Moving on through Woody's life, we see him grow up, loose his parents (one way or another), and join various bands. We also see him beginning to travel all across the country on his own. At last, Woody marries and it becomes clear that he is not exactly prime husband material. Abandoning his wife regularly to travel (sometimes when she's just about to give birth), Woody joins various causes around the country. When Woody and his wife finally break up, her narrative abruptly ends. Patridge has a habit of following the people in Woody's life meticulously right up until the moment Woody breaks off all contact with them. Then, their story ends immediately. We never really learn how Woody's father ended his life. Or what became of Woody's children by his very first wife (though an afterword in the back of the text explaining Huntington's Disease explains that all but three of his children died either of the disease or of car accidents). Do we criticize Partridge for her choice or narratives? Or do we accept that she really couldn't continually follow Woody's friends and relatives because of space and narrative issues? I'm inclined towards the latter, though it would have been nice to see a little afterword that explains what became of everyone.

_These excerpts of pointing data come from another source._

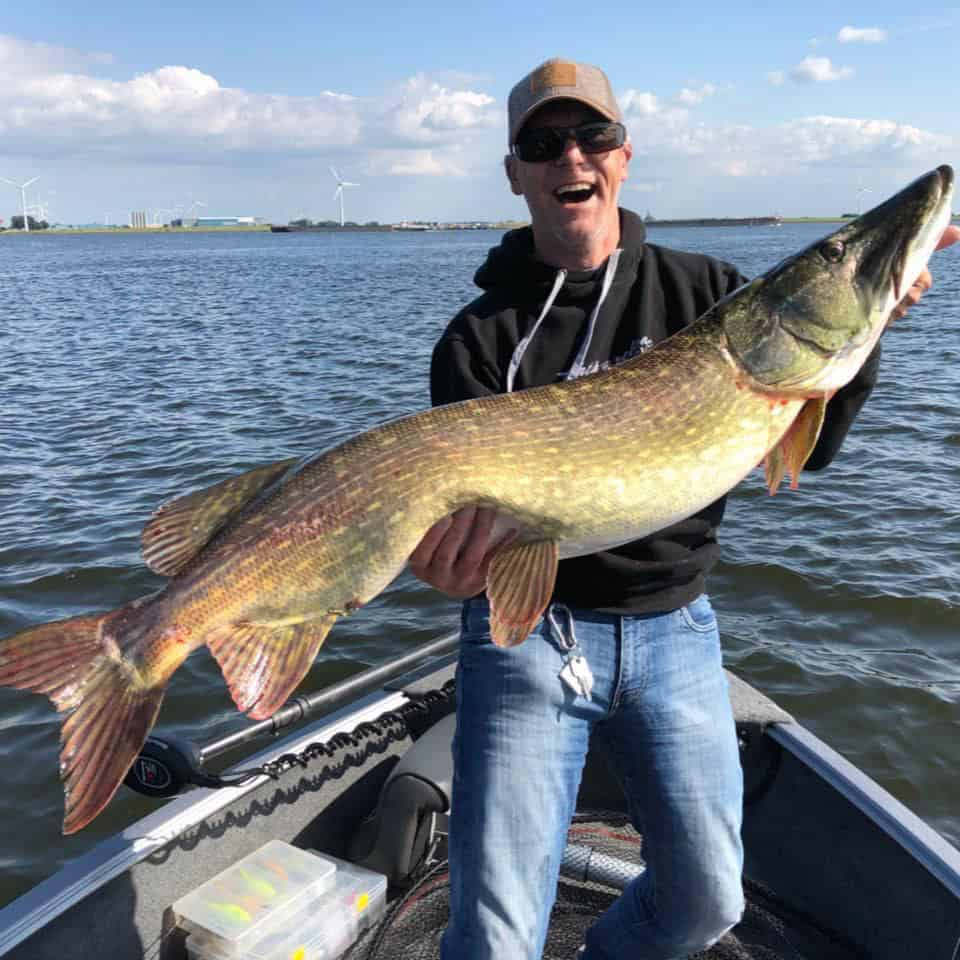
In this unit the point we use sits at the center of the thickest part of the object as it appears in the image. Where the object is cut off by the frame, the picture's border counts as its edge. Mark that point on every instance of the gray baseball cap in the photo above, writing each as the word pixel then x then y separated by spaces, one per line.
pixel 558 79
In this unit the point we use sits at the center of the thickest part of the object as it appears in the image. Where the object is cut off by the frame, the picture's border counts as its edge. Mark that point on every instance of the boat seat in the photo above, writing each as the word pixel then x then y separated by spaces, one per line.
pixel 394 840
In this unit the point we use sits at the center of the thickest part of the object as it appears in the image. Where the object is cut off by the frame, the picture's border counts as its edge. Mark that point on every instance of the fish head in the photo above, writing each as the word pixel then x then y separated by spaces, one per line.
pixel 805 327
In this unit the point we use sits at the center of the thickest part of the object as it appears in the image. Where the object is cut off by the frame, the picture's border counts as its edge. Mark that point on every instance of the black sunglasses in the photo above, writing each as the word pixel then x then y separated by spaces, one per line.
pixel 547 143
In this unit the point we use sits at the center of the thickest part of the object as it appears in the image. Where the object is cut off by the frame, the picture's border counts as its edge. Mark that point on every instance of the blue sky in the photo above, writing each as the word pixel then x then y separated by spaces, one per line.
pixel 241 109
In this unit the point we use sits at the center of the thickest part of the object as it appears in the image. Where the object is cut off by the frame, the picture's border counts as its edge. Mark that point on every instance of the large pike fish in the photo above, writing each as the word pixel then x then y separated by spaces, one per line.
pixel 263 564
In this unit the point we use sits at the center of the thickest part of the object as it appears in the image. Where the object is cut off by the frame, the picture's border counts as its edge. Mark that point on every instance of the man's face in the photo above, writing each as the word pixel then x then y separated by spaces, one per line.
pixel 564 219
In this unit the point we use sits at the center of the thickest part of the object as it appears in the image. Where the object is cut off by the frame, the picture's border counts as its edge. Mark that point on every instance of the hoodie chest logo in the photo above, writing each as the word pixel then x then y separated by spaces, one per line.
pixel 638 346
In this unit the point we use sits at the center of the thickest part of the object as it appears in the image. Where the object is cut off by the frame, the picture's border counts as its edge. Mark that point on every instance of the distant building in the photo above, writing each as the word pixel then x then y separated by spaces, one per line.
pixel 223 222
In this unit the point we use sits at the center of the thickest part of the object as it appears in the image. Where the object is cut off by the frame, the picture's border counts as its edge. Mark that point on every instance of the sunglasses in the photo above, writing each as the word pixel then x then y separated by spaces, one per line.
pixel 547 143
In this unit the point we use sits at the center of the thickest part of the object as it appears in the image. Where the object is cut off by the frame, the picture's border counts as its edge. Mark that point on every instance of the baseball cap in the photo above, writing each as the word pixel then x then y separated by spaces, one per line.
pixel 558 79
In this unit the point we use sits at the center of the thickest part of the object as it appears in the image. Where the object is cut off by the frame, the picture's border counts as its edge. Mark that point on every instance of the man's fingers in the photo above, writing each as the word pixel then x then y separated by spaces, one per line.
pixel 474 550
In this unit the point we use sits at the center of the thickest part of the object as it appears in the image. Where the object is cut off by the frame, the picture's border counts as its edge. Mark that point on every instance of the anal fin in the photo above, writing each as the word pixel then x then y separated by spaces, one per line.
pixel 520 581
pixel 263 663
pixel 796 445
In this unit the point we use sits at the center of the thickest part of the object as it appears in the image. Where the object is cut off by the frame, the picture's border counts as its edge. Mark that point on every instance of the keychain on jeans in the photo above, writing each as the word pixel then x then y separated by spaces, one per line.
pixel 576 672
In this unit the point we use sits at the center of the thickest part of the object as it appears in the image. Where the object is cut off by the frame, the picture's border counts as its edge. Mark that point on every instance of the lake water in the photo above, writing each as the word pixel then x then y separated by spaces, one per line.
pixel 137 367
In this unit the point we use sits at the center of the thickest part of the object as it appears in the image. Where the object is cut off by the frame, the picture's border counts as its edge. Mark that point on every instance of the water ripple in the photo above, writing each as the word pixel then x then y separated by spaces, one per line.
pixel 136 368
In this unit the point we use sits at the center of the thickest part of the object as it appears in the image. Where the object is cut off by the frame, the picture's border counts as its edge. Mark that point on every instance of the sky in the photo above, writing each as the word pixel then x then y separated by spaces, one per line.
pixel 240 109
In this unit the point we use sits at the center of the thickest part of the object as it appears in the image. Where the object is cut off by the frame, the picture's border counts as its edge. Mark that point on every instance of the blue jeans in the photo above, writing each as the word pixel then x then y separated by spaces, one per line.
pixel 660 704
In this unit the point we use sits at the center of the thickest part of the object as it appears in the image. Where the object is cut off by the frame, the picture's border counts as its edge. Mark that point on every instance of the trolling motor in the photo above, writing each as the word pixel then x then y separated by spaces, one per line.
pixel 167 765
pixel 164 768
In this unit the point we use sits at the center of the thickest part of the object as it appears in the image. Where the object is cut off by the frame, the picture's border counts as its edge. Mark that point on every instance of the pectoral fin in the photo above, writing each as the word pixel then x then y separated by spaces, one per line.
pixel 263 663
pixel 520 582
pixel 180 529
pixel 796 445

Moving towards Woody's second wife, the war, and his battle with Huntington's, Partridge nicely melds text with social commentary. Woody's acceptance of all people, regardless of color, is especially well done. As he sinks further into Huntington's, and has an affair with a pretty young folk singer, the reader sees how Woody finally loses control. A little more information about the talented Arlo Guthrie (his son) would not be out of place at this point, but this is Woody's story, I suppose. Finally, we read Woody's death. The story ends.
Partridge is to be commended for how interesting this book is. As I read it, my husband continually asked me why this was considered a juvenile book. Apart from being published by a press for young readers, I have to assume it's considered a youth text because its so doggone interesting. The words are a little larger than you'd find in an adult biography. The pictures a little more interesting and consistent. On the whole it's a great read. Most wonderful of all is how well the book has been researched. Partridge includes an Afterword about her own personal connection to the subject, a tribute to the Woody Guthrie Foundation, information on Huntington's Disease, Acknowledgements (in which she mentions her interviews with Arlo Guthrie and Pete Seegar), Source Notes, a Bibliography, an Index, Picture Credits, and Permissions. She is nothing if not extensive.
"This Land Was Made For You and Me" is not the world's most definitive biography written with youth in mind, but it comes pretty darn close. But don't limit it to the kids. Read it yourself. Learn a little more about what made the great man tick. Though it's over-quoted, here's what Woody himself had to say about his music:
"I hate a song that makes you think that you're not any good. I hate a song that makes you think you are just born to lose. I am out to fight those kind of songs to my very last breath of air and my last drop of blood".